VALOREM : LOBBYING ET MILITANTISME POLITIQUE CONTRE L'INTÉRÊT GENERAL


Dans le rapport de la Commission d'enquête (CE) figurent les réponses faites par la société Valorem aux différentes objections concernant le projet. 

Nous avions soutenu que les dirigeants de Valorem étant également des militants politiques actifs et déclarés, il était rationnel que se pose à chaque implantation d'éolienne dans une commune ou une communauté de communes (dont l'autorisation est nécessaire au projet) la question de la solidarité d'appartenance à leur parti ou leur famille politique (EELV et Parti socialiste)... 

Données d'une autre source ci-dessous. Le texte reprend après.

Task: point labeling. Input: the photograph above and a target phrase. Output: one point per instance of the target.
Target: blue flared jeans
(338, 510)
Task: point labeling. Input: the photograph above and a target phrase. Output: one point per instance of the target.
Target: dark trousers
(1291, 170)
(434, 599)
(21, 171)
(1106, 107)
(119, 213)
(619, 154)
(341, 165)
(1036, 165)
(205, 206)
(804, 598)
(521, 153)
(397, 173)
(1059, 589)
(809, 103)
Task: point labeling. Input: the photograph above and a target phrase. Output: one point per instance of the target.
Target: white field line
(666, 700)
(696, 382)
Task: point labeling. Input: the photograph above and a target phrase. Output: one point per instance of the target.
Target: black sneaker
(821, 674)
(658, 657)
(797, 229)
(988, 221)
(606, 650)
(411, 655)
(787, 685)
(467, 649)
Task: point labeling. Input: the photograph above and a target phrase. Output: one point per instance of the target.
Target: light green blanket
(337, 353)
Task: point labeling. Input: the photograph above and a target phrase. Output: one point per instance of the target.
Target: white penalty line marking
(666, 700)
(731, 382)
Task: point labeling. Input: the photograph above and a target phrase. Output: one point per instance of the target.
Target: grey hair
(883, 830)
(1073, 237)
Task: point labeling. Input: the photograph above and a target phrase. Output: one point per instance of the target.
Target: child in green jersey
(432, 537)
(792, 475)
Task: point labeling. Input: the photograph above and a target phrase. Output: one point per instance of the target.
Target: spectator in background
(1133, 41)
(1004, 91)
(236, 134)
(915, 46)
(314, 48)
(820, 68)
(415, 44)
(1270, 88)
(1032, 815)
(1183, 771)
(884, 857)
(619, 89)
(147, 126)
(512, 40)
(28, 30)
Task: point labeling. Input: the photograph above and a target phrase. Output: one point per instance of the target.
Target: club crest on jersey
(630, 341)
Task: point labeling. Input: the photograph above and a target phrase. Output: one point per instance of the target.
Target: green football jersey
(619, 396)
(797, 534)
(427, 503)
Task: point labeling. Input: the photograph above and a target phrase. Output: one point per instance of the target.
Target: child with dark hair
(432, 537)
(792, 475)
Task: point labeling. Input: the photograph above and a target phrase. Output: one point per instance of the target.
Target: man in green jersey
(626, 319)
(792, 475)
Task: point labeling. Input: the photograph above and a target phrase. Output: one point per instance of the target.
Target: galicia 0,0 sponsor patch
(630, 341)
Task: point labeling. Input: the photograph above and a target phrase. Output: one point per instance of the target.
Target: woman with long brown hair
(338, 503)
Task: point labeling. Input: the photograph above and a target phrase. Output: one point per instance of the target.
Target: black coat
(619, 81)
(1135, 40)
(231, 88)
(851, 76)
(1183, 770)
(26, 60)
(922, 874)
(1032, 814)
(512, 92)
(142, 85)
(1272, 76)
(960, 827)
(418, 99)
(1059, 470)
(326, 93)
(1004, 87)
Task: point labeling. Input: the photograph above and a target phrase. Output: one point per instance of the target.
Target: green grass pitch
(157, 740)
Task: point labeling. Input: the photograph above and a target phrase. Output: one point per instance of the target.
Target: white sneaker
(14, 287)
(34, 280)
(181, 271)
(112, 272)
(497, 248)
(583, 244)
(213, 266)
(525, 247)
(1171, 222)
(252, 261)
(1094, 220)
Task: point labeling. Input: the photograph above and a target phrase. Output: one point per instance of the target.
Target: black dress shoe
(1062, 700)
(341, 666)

Les dirigeants de Valorem voudraient éviter cet écueil qu'ils se contenteraient d'être chefs d'entreprise et garderaient pour eux leurs convictions. Mais tel n'est pas le cas puisque, candidats aux élections, ils utilisent comme argument politique leur qualité d'entrepreneurs dans le domaine des énergies renouvelables (voir affiche électorale ci-dessous). Par ailleurs, dans le même document, ils se font une fierté de piloter un groupe de pression parlementaire plus connu du grand public sous le vocable anglo-saxon "lobby"...




C'est bien Valorem qui mélange, et volontairement, les genres. Et qui se plaint ensuite que les contribuables-citoyens, dont l'argent* et le bien-être sont en jeu, soient assez "gonflés" pour exiger quelques explications...

Interrogée à ce sujet par la CE (page 140 du rapport de la Commission), la société Valorem répond de manière péremptoire "qu'il est évident" que le "territoire n'est pas acquis à une simple supposition de liens politiques". Une puissante argumentation ! 

Mais pour faire bonne mesure (p141), d'ajouter "qu'il est évident" que "les intervenants" contre le projet sont motivés par leur appartenance "à certains partis ou groupes politiques" ! Valorem n'écrit pas : des intervenants mais : les intervenants (contre le projet). Tous donc. Amalgame saisissant ! 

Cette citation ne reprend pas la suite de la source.